Problems

1. If possible, observe the moon through a thin cloud layer and estimate the angular size of the disk of scattered light around the moon. From this, estimate the size of the particles doing the scattering.
2. Which particle can be used to investigate smaller scales, a proton or an electron, at
   1. the same velocity, and
   2. at the same kinetic energy? (Work non-relativistically in both cases.)
   3. Now consider ultra-relativistic protons and electrons with the same total energy. Is there a significant difference between their ability to investigate very small scales?
3. Electron microscope:
   1. What kinetic energy (in electron volts) must electrons in an electron microscope have to match the resolution of an optical microscope? (The resolutions match when the wavelengths of the electrons and the light are the same.)

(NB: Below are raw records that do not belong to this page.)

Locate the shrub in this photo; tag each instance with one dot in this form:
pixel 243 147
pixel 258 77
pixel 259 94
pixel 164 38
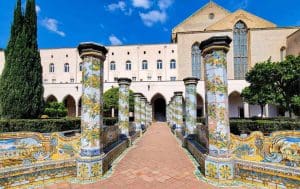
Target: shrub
pixel 45 125
pixel 56 110
pixel 39 125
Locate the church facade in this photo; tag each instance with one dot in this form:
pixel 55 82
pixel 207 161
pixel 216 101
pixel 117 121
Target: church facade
pixel 158 70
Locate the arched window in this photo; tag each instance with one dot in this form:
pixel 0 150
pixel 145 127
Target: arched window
pixel 159 64
pixel 145 65
pixel 112 65
pixel 67 67
pixel 51 68
pixel 173 64
pixel 196 61
pixel 282 53
pixel 240 42
pixel 128 65
pixel 80 66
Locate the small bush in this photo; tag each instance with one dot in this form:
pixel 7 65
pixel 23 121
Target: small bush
pixel 39 125
pixel 56 110
pixel 45 125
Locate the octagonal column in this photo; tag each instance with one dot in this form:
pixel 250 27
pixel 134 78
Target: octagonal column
pixel 190 104
pixel 214 52
pixel 124 84
pixel 143 111
pixel 178 110
pixel 137 111
pixel 89 162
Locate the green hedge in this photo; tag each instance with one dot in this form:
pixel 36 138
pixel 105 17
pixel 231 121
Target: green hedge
pixel 265 125
pixel 45 125
pixel 39 125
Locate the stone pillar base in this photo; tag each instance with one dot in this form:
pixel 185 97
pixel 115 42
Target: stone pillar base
pixel 219 169
pixel 89 169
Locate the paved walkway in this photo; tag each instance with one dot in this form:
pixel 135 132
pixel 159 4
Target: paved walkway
pixel 156 161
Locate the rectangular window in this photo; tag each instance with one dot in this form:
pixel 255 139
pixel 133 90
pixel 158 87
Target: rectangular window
pixel 173 78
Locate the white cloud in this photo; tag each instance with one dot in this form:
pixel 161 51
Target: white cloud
pixel 114 40
pixel 153 17
pixel 52 25
pixel 37 9
pixel 121 5
pixel 164 4
pixel 146 4
pixel 243 4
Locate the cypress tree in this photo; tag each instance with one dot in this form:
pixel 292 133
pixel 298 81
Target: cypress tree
pixel 22 93
pixel 33 69
pixel 6 98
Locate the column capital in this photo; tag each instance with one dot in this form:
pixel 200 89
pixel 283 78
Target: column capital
pixel 178 93
pixel 191 80
pixel 124 81
pixel 216 42
pixel 92 49
pixel 137 94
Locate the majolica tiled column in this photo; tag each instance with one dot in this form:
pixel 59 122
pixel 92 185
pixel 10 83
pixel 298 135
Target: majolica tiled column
pixel 178 111
pixel 124 84
pixel 214 51
pixel 190 104
pixel 89 161
pixel 137 111
pixel 143 111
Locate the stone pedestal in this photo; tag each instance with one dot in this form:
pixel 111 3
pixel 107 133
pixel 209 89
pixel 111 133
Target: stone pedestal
pixel 89 161
pixel 123 115
pixel 218 164
pixel 190 105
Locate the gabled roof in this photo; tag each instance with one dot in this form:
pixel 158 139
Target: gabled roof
pixel 200 19
pixel 249 19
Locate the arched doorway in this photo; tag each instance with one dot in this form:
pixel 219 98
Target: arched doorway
pixel 236 108
pixel 159 108
pixel 51 98
pixel 70 104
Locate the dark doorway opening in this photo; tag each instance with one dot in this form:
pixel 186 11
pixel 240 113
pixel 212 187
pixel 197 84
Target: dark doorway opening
pixel 159 108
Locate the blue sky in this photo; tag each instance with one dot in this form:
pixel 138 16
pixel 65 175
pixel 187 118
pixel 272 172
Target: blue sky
pixel 66 23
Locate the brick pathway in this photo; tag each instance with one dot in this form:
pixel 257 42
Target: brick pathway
pixel 156 161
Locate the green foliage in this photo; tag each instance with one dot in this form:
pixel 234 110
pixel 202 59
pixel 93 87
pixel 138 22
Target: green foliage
pixel 111 100
pixel 286 80
pixel 259 92
pixel 21 87
pixel 275 82
pixel 45 125
pixel 39 125
pixel 56 110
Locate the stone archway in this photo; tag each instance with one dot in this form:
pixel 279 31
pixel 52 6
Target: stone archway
pixel 159 107
pixel 70 104
pixel 236 108
pixel 51 98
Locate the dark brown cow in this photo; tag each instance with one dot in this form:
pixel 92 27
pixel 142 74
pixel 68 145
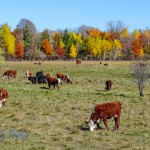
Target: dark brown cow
pixel 64 77
pixel 103 112
pixel 28 73
pixel 52 81
pixel 108 84
pixel 105 64
pixel 10 73
pixel 3 96
pixel 78 61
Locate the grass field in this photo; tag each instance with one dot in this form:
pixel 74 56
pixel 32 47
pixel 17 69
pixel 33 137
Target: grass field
pixel 55 119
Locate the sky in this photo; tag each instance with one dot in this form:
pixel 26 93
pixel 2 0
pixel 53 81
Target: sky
pixel 62 14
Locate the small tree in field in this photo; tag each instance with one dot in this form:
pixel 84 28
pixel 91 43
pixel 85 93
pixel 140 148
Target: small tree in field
pixel 141 71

   2. If the electrons have kinetic energy $50 \mbox{ KeV}$, how much better resolution does the electron microscope have than the best optical microscope?
   Hint: Use the non-relativistic kinetic energy and check whether this assumption is valid in retrospect.
4. Integrated circuits are made by a system in which the circuit pattern is engraved on a silicon wafer using a photochemical process working with an optical imaging device which projects the circuit image on the wafer.
   1. Assuming visible light is used, estimate the size of the smallest feature which could be produced on the silicon by this system.
   2. Do the same for $1 \mbox{ KeV}$ X-rays.
   Hint: Recall that the smallest feature resolvable by a wave is of order the wavelength.
5. The rest energy of two colliding particles is just $c^2$ times the mass of the single particle created by the colliding particles sticking together.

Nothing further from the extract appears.